Closed orzilca closed 6 years ago
hi Or! yep! i've just started-out a french version, but you can see i desperately need some help, as it really needs a detailed knowledge of the language, and I suck at it.
there's been some discussion about how much of nlp-comprmise can be re-used cross-language, and i think the answer is probably almost nothing. But a similar, rule-based attempt, with similar organisation & goals, is absolutely something we should do. Gimme a few days to stub-in a basic architecture for the french one, and we can look at what needs to be solved. I agree that French, German, and Spanish are probably the best to start. cheers
good and bad news :)
I was sure integrating new languages will be possible under the same code base..
hey @spencermountain
is it possible for the nlp to the detect if the language is english or not? could be helpful..
yep, would just be some kind of % coverage with the lexicon i guess? wanna do it?
I would try to implement Hebrew for this wonderful library. If it was ready for multi-language.
There are interfaces that are pretty much cross-language, and some that are not. Apostrophes, for example, are something distinctive to English alone. In Hebrew, there's a similar but different thing, where apostrophes and double-quotes are use to shorten words or multiple words. i.e:
So @spencermountain if you'll prepare the library for accepting more languages, I could help with Hebrew. We should also have a contributors file for people responsible for different languages.
Btw, In most languages in the world there's a concept of male/female and singular/plural for most nouns and adjectives. A car could be female in one language and male in another, and it could be described by the color "blue" with either a female or male stemming. The word "you" in English would have separate words for singular/plural/male/female representations in many languages.
ah, thanks daniel. Yeah, let me 'round the bases' with the english version first ;) I look forward to working with you
Okay let me know when you're ready :-)
@orzilca you could use this https://github.com/wooorm/franc
@spencermountain The french version of npl_comprise is still up to date ? Can i run some tests with this version ?
I'm french so i have a good knowledge of this language ^^
hey @D711 , no but a lot of the work on the v7 branch can be copied+pasted, once it's ready
I think making verb conjugation compatible with Latin languages (Italian, French, Spanish, etc) would help with some of the issues seen in the English conjugation of the present tense for some irregular verbs: be, do and possibly others...
digging through some issues, it looks like multi-language support is not yet included. has anyone seen a similar library that deals with german texts? i've seen issues related to that here, but it's from a deleted github user 😢
hey Peter no, unfortunately I haven't, though would love for one to exist. spacy is supposed to work well in german, I've heard. p.s. burn-notice is cool!
@spencermountain i came across an announcement for a german spacy version, but i would like to build something simple that does not need to talk to a remote server. compromise looked pretty neat in that regard!
btw, i've built burn-notice while i was in ottawa 👋
yeah, a big part of me wants to just start a german fork, and see if it picks-up some traction.
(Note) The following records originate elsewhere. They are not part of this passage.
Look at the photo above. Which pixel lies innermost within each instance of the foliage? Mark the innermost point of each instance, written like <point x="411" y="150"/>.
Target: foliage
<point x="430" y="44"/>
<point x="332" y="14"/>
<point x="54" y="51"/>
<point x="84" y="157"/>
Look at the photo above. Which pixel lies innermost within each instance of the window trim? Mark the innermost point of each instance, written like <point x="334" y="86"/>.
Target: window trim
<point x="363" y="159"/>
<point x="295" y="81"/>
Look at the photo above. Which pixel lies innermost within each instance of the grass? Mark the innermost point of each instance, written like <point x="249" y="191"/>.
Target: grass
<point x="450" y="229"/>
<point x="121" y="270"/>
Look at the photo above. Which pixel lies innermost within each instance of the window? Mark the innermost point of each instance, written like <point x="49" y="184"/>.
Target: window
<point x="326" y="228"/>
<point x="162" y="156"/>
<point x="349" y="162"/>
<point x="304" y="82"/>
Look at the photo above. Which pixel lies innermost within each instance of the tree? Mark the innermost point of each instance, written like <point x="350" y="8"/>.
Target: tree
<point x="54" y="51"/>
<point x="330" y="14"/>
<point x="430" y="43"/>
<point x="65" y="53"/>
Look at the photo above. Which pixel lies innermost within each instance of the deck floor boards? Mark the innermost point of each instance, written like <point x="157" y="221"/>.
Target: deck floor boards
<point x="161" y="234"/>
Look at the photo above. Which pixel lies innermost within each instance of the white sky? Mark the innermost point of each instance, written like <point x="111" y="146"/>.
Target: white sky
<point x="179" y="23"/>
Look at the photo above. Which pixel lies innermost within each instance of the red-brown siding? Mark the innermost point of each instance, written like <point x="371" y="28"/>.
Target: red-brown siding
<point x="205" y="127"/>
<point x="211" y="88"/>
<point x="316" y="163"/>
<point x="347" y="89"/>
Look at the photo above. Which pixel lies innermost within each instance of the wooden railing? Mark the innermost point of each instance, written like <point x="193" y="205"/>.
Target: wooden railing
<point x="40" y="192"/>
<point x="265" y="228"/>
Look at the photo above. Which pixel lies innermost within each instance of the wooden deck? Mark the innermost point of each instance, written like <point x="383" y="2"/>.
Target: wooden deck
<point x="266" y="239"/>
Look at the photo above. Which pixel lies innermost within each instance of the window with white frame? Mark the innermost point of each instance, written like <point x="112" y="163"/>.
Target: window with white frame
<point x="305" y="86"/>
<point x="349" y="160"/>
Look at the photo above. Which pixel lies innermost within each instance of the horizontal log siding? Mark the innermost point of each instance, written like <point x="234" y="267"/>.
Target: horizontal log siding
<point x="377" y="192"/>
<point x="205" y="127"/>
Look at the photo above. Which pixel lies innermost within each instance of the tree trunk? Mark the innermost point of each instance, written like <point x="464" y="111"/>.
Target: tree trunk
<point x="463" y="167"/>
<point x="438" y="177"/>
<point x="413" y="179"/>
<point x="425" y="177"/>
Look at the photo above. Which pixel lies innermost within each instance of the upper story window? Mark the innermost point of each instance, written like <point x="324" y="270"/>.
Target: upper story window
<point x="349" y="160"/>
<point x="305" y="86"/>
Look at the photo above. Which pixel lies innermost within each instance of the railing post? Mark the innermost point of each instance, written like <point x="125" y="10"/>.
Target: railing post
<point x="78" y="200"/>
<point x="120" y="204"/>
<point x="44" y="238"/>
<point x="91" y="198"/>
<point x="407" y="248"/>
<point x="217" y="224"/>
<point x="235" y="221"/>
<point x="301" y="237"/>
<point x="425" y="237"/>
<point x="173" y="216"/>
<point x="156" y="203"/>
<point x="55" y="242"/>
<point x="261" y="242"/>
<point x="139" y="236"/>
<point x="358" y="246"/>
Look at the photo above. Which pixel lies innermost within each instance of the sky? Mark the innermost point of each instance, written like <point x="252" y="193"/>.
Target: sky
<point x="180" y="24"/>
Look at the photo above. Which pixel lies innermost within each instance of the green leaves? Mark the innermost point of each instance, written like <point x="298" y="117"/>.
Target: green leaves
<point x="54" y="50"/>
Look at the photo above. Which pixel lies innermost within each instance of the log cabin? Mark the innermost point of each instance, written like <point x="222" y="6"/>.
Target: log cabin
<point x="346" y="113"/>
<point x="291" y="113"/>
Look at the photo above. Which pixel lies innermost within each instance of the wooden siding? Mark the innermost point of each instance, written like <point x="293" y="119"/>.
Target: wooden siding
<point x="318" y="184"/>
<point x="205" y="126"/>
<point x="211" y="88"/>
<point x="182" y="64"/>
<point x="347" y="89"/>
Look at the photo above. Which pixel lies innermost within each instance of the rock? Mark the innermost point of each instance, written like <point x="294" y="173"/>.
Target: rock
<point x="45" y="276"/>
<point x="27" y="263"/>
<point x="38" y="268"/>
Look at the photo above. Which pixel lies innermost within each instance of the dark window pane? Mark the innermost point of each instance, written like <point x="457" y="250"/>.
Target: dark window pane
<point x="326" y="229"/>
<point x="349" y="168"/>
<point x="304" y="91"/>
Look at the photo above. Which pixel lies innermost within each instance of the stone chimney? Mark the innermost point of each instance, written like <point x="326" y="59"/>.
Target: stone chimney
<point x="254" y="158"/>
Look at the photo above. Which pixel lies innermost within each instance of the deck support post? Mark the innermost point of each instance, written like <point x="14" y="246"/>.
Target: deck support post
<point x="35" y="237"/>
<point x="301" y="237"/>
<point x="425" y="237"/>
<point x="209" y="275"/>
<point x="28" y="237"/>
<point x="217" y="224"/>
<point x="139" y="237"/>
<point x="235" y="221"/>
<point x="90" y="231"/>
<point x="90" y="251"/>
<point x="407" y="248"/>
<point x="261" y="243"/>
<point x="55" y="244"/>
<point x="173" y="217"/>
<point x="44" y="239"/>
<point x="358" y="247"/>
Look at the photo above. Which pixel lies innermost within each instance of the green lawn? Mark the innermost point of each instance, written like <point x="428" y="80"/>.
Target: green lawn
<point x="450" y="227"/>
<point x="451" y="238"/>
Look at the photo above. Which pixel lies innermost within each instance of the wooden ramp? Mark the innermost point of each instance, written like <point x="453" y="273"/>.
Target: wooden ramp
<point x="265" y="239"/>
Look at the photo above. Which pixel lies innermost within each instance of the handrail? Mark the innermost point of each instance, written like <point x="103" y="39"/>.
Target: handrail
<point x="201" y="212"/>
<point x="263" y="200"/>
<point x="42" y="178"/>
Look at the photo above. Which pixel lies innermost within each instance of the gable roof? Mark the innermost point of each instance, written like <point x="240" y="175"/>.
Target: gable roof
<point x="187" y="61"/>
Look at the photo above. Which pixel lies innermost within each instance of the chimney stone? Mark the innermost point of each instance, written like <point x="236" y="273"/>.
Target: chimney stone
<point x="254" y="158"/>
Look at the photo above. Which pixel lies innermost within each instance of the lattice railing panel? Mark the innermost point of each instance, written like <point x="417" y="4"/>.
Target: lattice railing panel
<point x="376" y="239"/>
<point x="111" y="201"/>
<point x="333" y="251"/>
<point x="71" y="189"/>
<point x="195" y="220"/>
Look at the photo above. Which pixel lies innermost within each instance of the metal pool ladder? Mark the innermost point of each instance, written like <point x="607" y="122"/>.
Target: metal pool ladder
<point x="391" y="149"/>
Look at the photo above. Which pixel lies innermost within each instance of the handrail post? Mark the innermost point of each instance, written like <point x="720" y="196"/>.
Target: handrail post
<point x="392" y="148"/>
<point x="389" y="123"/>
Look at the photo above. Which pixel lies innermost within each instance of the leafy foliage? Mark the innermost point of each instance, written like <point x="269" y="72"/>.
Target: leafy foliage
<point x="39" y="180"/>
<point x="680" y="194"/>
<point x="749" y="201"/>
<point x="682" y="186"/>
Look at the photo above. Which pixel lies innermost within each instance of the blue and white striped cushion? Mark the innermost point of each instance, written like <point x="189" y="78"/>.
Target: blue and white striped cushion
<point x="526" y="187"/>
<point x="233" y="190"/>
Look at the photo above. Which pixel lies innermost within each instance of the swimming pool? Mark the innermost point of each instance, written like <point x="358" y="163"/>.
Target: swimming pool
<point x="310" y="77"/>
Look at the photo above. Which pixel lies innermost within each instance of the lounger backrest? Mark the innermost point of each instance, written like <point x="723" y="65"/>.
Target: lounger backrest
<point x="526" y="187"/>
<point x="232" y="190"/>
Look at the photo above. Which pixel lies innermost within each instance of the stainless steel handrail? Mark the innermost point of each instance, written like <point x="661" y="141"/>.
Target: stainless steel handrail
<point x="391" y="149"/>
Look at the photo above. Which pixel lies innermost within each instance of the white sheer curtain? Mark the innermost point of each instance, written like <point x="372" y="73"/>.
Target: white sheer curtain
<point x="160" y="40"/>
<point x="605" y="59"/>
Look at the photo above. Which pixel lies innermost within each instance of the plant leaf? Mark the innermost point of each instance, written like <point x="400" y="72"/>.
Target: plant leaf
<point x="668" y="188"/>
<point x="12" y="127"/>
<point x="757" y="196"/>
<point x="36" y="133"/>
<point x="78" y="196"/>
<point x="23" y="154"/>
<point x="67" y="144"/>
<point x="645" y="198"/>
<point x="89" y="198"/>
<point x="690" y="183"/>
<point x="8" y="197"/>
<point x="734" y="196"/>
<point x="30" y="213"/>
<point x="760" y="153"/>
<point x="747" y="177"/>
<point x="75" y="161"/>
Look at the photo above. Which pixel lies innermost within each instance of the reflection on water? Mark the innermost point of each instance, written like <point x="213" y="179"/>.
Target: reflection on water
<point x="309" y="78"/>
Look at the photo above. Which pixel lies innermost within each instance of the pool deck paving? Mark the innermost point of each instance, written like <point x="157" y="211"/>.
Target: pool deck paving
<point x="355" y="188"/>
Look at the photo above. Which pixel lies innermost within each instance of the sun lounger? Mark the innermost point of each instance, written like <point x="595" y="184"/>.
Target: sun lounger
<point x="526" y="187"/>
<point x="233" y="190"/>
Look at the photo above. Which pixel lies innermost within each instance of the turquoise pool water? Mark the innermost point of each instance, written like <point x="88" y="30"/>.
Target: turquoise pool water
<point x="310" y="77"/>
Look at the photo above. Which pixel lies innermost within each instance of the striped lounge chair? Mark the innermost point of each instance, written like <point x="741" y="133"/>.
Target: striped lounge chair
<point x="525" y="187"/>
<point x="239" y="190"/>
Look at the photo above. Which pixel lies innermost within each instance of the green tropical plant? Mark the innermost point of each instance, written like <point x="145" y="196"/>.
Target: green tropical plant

I reckon it would.
I haven't done that yet just because the english version keeps changing so fast. That's seeming like a increasingly lame excuse.
I don't speak german, and got scared-off by gendered nouns - but given how frequent your situation is, kompromiss
really oughta get going.
oh, and those contractions. Oh geez. ;) happy to work on something with you
@spencermountain if you provide the skeleton to support multi-language stuff, i can fill in the gaps. i'm sure that we can get a 80% version rolling shortly.
hey, i got something started :boom: - https://github.com/nlp-compromise/de-compromise
if you clone that repo, do npm install
, then node scratch.js
you'll see
only the basic tokenization and tagging stuff is ported over. take a look around, there's no nlp-stuff working yet.
i've given you write-access, go crazy :de:
um, I speak zero-german. maybe i should mention that. :balloon:
got a workable demo of de-compromise, would love some help. gonna move this discussion over there
Hello, awesome script... Any update with Spanish feature?
@spencermountain ups, sorry for not circling back on you here. looks like i completely missed any notifications it back then 🙏
I'de to be able to nlp other languages others than english (for ex: spanish, german, french)
is it possible without changing the core source code?